In addition to requirements of: College degree and/or military, No felonies or class A1-2 misdemeanors, 21 years of age

Training & Qualification

Training and Qualification standards are two of the primary ingredients to maintaining an educated, unified, professional, and effective organization.

Under a Hurley administration, all current annual and bi-annual training NOT REQUIRED to maintain personal certifications or agency level certifications would be reviewed. Additionally, the following bi-annual training and qualifications would be required to maintain employment at the Buncombe County Sheriff's Office:


  • Annual communication & de-escalation techniques
  • Bi-annual agency approved take-down and restraint techniques (modeled after Judo & Jiu-Jitsu)
  • Annual constitutional responsibility of a sheriff's deputy refamiliarization
  • Annual pepper spray refamiliarization


  • Bi-annual physical fitness test (age specific)(all ranks)
  • Bi-annual communication & de-escalation scenario based qualification
  • Bi-annual agency approved take-downs and restraints


Unlike the abstract "21st Century" approach to policing implemented under Sheriff Miller, the Community-Oriented Policing approach is clear, defined, and used by many agencies throughout the country.

Community-Oriented Policing puts its emphasis on:

  • Prevention of crime through community collaboration and environmental design
  • A geographic "beat" approach to create positive, ongoing relationships between the same deputies and the neighborhoods they patrol
  • Positive interactions between deputies and citizens
  • Outside agency and community partnerships
  • Data analysis and problem solving vs 911 response
  • Community driven initiatives

This type of approach to policing is better for addressing the unique needs of communities and neighborhoods across the county. It allows the agency to deploy more dynamic solutions to problems based on location and ultimately creates a more positive relationship between the Sheriff's Office, its deputies, and members of the community.

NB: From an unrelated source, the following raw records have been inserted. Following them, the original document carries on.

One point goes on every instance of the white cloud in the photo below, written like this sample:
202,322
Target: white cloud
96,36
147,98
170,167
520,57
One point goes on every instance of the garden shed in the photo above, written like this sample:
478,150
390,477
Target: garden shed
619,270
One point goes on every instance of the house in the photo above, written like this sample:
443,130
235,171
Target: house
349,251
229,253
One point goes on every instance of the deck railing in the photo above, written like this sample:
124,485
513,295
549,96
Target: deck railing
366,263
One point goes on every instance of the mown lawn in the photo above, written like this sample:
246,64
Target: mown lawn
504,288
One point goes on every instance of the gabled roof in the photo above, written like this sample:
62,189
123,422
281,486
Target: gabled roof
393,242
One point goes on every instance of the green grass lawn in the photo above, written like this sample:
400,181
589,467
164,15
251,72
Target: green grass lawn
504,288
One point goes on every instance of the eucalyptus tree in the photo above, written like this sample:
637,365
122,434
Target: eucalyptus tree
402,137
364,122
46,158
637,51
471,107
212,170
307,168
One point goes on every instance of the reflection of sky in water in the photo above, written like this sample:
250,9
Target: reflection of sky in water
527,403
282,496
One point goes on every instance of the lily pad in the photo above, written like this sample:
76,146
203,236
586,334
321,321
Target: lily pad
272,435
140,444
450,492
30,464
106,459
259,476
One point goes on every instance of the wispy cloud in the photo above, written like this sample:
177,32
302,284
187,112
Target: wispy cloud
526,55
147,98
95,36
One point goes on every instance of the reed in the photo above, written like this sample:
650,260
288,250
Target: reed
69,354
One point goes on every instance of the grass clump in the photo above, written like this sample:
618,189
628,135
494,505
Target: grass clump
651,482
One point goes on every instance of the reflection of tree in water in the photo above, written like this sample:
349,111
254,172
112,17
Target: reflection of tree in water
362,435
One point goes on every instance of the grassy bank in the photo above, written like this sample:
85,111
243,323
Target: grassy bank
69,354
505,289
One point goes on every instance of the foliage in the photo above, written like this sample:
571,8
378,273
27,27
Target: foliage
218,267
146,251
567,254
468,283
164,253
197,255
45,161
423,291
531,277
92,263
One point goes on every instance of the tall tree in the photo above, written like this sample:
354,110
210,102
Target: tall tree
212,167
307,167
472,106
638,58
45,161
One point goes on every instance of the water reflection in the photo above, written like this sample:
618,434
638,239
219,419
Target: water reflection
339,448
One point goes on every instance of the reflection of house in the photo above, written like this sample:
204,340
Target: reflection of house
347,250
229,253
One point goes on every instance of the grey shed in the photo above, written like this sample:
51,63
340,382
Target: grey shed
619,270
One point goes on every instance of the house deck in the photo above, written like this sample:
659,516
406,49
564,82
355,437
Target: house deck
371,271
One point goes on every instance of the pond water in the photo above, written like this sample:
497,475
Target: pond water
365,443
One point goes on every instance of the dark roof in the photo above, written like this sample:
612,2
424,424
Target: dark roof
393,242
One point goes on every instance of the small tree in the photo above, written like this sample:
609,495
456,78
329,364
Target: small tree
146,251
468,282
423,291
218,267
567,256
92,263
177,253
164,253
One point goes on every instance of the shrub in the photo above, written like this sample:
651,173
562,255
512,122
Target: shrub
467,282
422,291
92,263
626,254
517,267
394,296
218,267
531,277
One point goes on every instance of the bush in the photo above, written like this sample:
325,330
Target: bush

First, the Sheriff's Office is a constitutionally elected position that serves the greater good of the county. This is achieved by:

  1. Listening to the concerns and needs of community members through the C.P.C. and quarterly resident surveys
  2. Prioritizing and developing realistic plans for addressing these needs and concerns
  3. Executing the plans in a timely manner to minimize long-term resource usage, and taxpayer dollars wasted

Second, the Sheriff's Office exists to protect the Constitutional Rights of every resident in the county. This is why those seeking appointment of Deputy will be required to demonstrate a clear understanding of these rights and how these rights influence their day-to-day decisions as a Deputy.

Third, the Sheriff has a constitutional duty to investigate, and hold accountable, any accusation of rights violations by elected or appointed individuals towards the residents of this county. This includes individuals operating at a local, state, and federal level. "We must struggle for creating a democratic system that is dedicated to democracy and human rights." - Akbar Ganji

Fourth, It is paramount that the Sheriff ensure statute enforcement and judiciary review be in accordance with the Constitution, therefor ensuring every individual is afforded the guaranteed rights under the 4th and 6th Amendments.


Constitutional accountability is paramount to community-oriented law enforcement and democracy. To achieve and maintain this:

  1. Mr. Hurley will work to have the agency CALEA certified in order to hold the Sheriff, its Deputies, and the Agency to a higher standard of accountability, transparency, and integrity.
  2. A non-partisan Community Partnership Committee (CPC) consisting of representatives from the county's towns and cities will be established. This body will represent the best interests of each community and collaborate with the Sheriff and municipal law enforcement leadership to develop mutually agreed-upon policies that affect county residents.
  3. Establish a Complaint Investigatory Panel (CIP) consisting of constitutional law experts, the Sheriff, and local community leaders, whose sole duty is to review all complaints of constitutional, human, and civil rights violations. These violations are not limited to actions within its borders, but also any actions or decisions that take place outside Buncombe County that infringe on the rights of residents within the County.